Equations for an object moving linearly but with air resistance taken into account? I know (from Kinematics) that for an object moving linearly with an acceleration and without air resistance the following equations can be used to determine v(velocity) or x(position of the object) at any time:
$v=v_0+at$
$x=x_0+v_0t+\frac{1}{2}at^2$
Where $x_0$ is the position of the object at the start of accelerated movement, $v_0$ is the velocity at the start of the motion and a is the acceleration.
Now if I want to add air drag, say we take the formula for air drag as:
$D=0.5CA\rho v^2$
$C$ is a coefficent, $A$ is the reference Area, $\rho$ is the density and $v$ the velocity.
Since $D$ is a force the air drag results in an acceleration, so in other words: The resulting acceleration is $a-D/m$, however $D$ depends on $v$, which depends on the acceleration. And that's where my problem is, I simply can't wrap my mind around that.

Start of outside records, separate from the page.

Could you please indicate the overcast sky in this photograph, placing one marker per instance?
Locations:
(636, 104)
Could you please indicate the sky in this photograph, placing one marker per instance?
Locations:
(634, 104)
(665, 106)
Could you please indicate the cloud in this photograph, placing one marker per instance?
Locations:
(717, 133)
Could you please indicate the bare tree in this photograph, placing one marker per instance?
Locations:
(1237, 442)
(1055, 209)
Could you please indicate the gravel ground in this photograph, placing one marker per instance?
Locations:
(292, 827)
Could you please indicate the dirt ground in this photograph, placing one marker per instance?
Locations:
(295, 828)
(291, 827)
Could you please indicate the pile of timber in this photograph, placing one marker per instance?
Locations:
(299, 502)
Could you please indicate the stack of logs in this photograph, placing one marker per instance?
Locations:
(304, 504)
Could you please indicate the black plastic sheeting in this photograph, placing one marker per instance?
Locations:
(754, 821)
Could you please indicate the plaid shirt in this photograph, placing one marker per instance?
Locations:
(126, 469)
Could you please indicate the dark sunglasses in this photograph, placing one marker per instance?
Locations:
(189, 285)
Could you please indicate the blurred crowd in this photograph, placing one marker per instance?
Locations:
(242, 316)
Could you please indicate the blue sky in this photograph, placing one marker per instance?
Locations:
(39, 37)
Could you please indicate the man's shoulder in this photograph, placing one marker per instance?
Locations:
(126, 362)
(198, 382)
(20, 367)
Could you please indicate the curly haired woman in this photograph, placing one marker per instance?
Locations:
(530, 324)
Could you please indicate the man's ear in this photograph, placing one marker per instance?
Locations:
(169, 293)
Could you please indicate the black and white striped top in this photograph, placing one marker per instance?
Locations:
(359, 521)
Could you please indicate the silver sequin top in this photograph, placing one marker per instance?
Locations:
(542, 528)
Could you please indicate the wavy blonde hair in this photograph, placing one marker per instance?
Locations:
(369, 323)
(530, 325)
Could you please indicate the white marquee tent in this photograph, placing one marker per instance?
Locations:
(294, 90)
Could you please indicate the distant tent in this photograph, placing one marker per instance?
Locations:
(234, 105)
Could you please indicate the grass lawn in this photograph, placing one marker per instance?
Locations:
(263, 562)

How would I go about getting the Equations for $x$ and $v$ including air drag (and don't forget there's acceleration too)?
 A: Let $F$ be the independent force acting on the object.  Let $D$ be the velocity dependent force acting in the opposite direction of $F$.  The net force accelerating the object is just the difference.  We have:
$F - D = ma$
Since $D$ is velocity dependent, the equation is a differential equation for the velocity.

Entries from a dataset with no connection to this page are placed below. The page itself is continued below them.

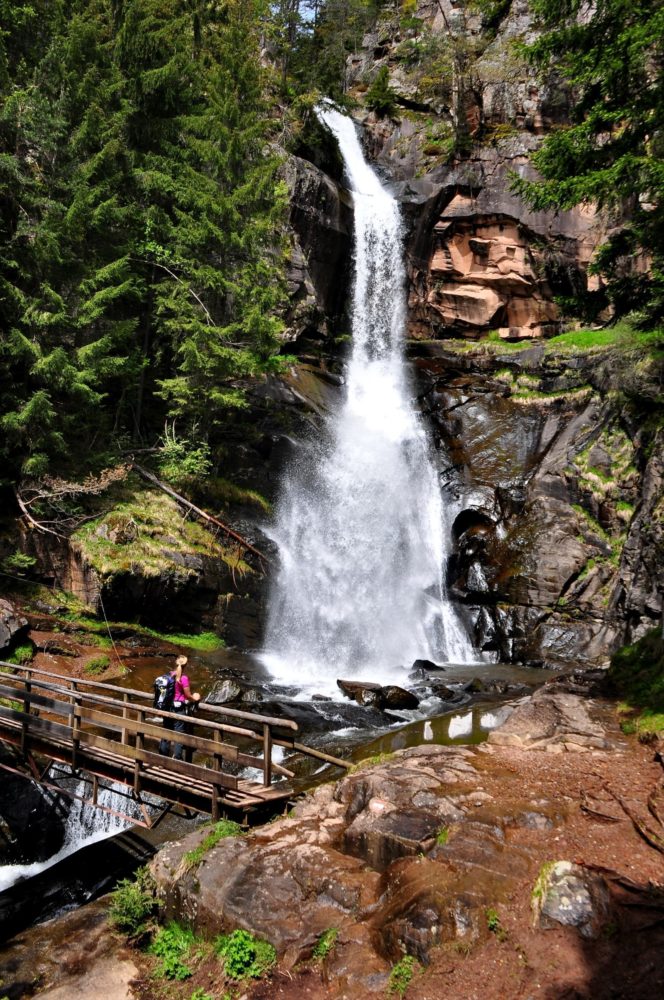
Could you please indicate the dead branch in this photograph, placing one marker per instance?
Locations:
(596, 813)
(199, 512)
(651, 838)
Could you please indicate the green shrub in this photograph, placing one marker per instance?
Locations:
(401, 975)
(325, 943)
(244, 955)
(494, 925)
(97, 665)
(172, 945)
(18, 564)
(380, 97)
(133, 903)
(21, 655)
(224, 828)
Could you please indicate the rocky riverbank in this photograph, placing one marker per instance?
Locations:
(526, 866)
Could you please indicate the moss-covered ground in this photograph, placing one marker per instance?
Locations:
(146, 532)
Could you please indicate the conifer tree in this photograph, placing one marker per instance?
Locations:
(612, 154)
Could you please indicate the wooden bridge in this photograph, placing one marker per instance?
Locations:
(102, 731)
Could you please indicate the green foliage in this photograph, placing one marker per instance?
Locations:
(18, 564)
(133, 904)
(401, 975)
(380, 97)
(204, 642)
(613, 57)
(141, 225)
(172, 944)
(96, 665)
(244, 955)
(636, 674)
(224, 828)
(181, 461)
(494, 925)
(21, 655)
(325, 944)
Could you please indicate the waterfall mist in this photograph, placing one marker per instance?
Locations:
(361, 525)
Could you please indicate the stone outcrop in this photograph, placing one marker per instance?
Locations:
(377, 696)
(321, 224)
(551, 721)
(479, 258)
(559, 505)
(434, 846)
(570, 895)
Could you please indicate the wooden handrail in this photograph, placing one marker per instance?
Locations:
(232, 713)
(98, 728)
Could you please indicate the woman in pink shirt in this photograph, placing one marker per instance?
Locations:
(183, 695)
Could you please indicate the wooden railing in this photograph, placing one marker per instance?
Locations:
(107, 729)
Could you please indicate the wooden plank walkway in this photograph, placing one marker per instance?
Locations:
(103, 731)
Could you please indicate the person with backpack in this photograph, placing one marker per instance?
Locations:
(173, 694)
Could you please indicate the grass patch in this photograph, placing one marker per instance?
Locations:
(494, 925)
(541, 882)
(204, 642)
(325, 944)
(401, 975)
(587, 340)
(97, 634)
(172, 945)
(244, 956)
(225, 492)
(146, 533)
(224, 828)
(21, 655)
(97, 665)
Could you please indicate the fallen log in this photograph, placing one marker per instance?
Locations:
(203, 514)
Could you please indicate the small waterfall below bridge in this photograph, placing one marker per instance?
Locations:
(361, 526)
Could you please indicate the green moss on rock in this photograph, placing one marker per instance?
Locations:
(146, 533)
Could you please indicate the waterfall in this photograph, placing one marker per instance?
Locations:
(84, 825)
(361, 526)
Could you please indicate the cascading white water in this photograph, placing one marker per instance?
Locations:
(361, 526)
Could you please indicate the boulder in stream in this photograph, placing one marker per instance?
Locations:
(375, 696)
(11, 623)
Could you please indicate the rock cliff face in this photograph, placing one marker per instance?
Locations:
(554, 488)
(555, 546)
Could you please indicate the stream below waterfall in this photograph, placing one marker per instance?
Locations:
(362, 529)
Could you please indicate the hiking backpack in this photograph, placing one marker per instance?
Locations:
(164, 692)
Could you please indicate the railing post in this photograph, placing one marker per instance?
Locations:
(26, 716)
(140, 712)
(124, 738)
(267, 755)
(216, 767)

$\dot v + \dfrac{CA\rho}{2m}v^2 = \dfrac{F}{m}$
This can be solved for $v(t)$ and which can then be integrated to find $x(t)$.

To solve this equation for constant independent force $F$, first note that there is a terminal velocity which can be found by setting the acceleration to zero, $\dot v = 0$:
$v^2_{term} = \dfrac{2F}{CA\rho}$
We can now rewrite the differential equation:
$\dfrac{1}{1-v^2/v^2_{term}}dv = \dfrac{F}{m}dt$
We can now straightforwardly integrate both sides to get:
$\tanh^{-1}(v/v_{term}) = \dfrac{F}{mv_{term}}t + C$
For zero initial velocity, we can finally write an expression for $v(t)$:
$v(t) = v_{term} \tanh(\frac{F}{mv_{term}}t)$
Thus, the velocity increases rapidly at first and then much more slowly, asymptotically approaching the terminal velocity which we can see from a plot of $\tanh$:

A: To build on Alfred's answer, taking into account the OP's premise of no other force than drag acting on the object, the equations can then be rewritten as
$$-\frac{dv}{v^2} = \frac{CA\rho}{2m}dt$$
$$\frac{1}{v} =   \frac{CA\rho}{2m}t + \frac{1}{v_0}$$
$$v=\frac{dx}{dt}=\frac{1}{\frac{CA\rho}{2m}t + \frac{1}{v_0}}$$
$$x = \frac{2m}{CA\rho}\log(\frac{CA\rho}{2m}t + \frac{1}{v_0}) + x_0$$
So with a drag force quadratically dependent on speed, the object will never quite stop, as $v\rightarrow0$ as $t\rightarrow\infty$, and what is more relevant the movement is unbounded, as $x\rightarrow\infty$ as $t\rightarrow\infty$.
If you had chosen viscous damping, i.e. drag proportional to $v$, not $v^2$, then the resulting movement would have been bounded, with $x\rightarrow X$ as $t\rightarrow\infty$.